Broadcom has shown the scale of its ambition with this attempt – buying Qualcomm would turn it into the world’s third largest semiconductor firm, after Intel and Samsung. It also indicates the depth of consolidation which is affecting this business amidst profound changes in technology and competitive landscape. But the deal looks all wrong for Qualcomm and for the wider mobile chip industry. Despite its faults, the US company is still the leader in innovation and R&D investment in the mobile silicon world, and it is by no means clear that Broadcom, which has no such heritage, would make the same contribution to pushing cellular technology forward.
The initial muted reaction to the bid raised fears that Qualcomm would accept the offer as a panic reaction to the crisis over its licensing business model – which has been the foundation of its success and differentiation for so long, but is now under intense pressure from regulators round the world and from key customers like Apple. However, the company has many assets still, and while a radical rethink of its model seems inevitable, its market position in its core sectors could still enable that to be carried out as an independent entity.

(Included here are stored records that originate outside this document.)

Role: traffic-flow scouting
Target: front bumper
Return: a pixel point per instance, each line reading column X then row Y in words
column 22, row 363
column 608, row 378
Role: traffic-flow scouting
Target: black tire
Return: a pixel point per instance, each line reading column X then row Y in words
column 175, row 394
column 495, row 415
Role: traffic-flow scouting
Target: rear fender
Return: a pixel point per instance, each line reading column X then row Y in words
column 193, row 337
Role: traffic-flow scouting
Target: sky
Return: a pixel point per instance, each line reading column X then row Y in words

However, many shareholders may take a less strategic view, and Qualcomm’s management will have a tough challenge to convince them that it can deliver more value as an independent, especially with the future of its own $38bn acquisition of NXP in doubt. Some analysts think that, if Broadcom is prepared to raise its bid to around $80 to $85 a share, the majority would accept. “Qualcomm shareholders are likely to hold out for more, but we believe something in the $80-ish range is likely enough to bring most of them around,” Stacy Rasgon, an analyst at Sanford C. Bernstein, wrote in a client note.
Qualcomm’s management team, led by CEO Steve Mollenkopf, will throw everything at the argument that the firm is more valuable on its own. It is already talking up its potential leadership in 5G, its huge market share in modems, it growth in core areas such as the cloud servers, edge computing and the Internet of Things (especially if it does secure NXP, though Broadcom says it wants Qualcomm with or without the Dutch firm).

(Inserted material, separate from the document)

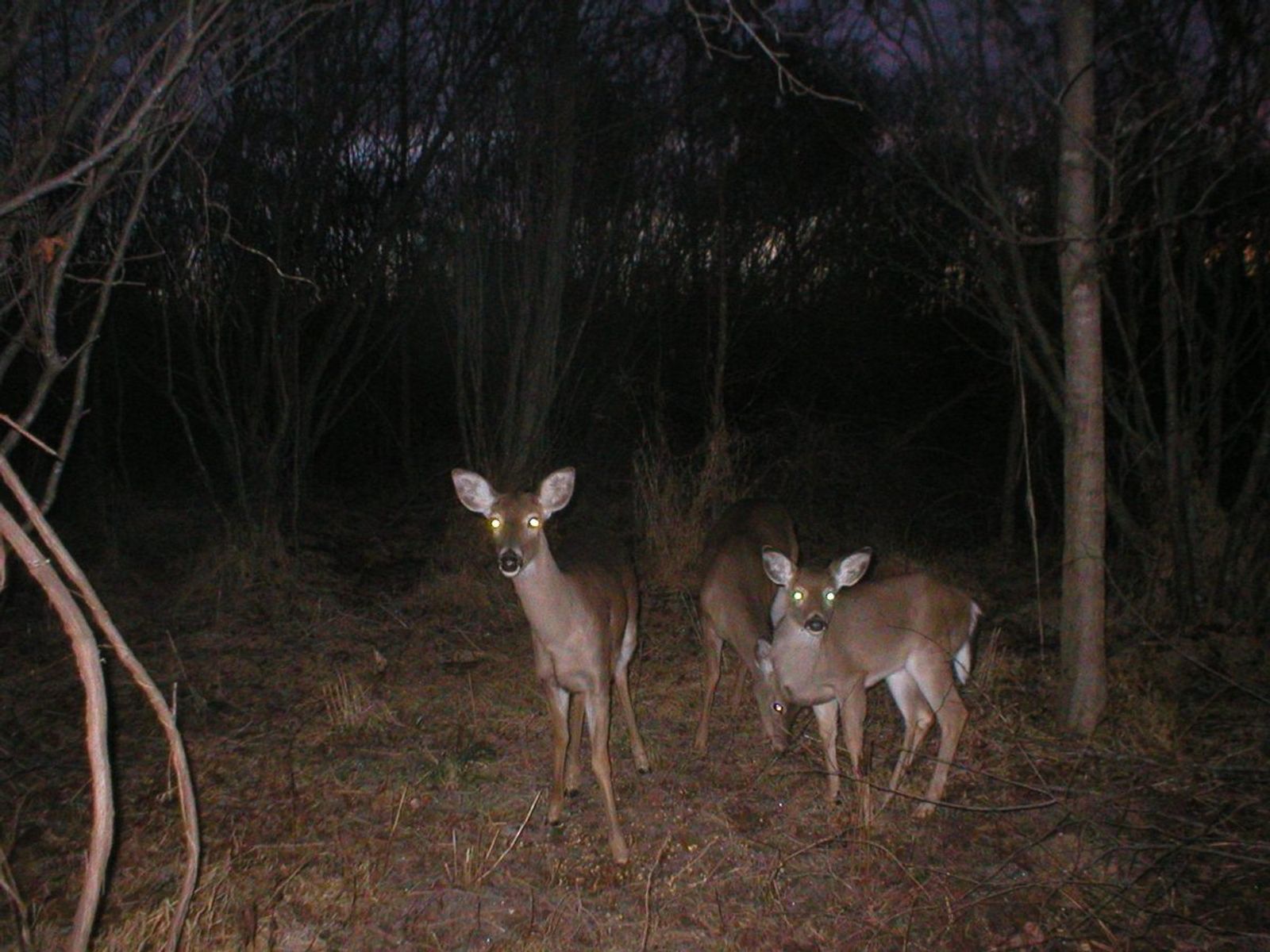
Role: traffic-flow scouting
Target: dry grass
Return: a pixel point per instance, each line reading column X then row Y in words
column 372, row 750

Its announcement about availability of its Centriq server platform (see separate item) was timely to reinforce these points, as was the news that it had signed component deals valued at $12bn over three years, with three Chinese smartphone makers.
The agreements, with rapidly growing phonemakers Xiaomi, Oppo and Vivo, were signed on the sidelines of US president Donald Trump’s state visit to Beijing last week, said Qualcomm.
The firm will hope the news will draw a line under its recent rocky relationship with Chinese customers and authorities, since it makes more than half its revenues in the country. Its finances in 2014 were hit hard by a Chinese antitrust investigation of its business practices, which also resulted in many customers there withholding royalty payments, This was settled in February 2015, and the $975m fine Qualcomm paid was seen as a worthwhile investment, given the market’s importance. However, it took another year for royalties to start to flow properly again. In addition, many new competitors for Qualcomm’s market come from China, though the US firm has counteracted that to some extent by forming joint ventures with Chinese companies (which so far lack its level of engineering expertise in cellular technology), investing in local start-ups, and transferring some manufacturing to Chinese foundries
Despite all these steps forward, the trio of new deals will be very welcome news. The three companies signed memorandums of understanding with Qualcomm CEO Steve Mollenkopf at a ceremony at the Great Hall of the People in Beijing, led by Chinese president Xi Jinping and Trump. Mollenkopf was part of Trump’s Department of Commerce Trade Delegation to China.
The CEO said Qualcomm had longstanding relationships with Xiaomi, Oppo and Vivo, which had now been expanded, and that “we are continuing our commitment to investing and helping advance China’s mobile and semiconductor industries”.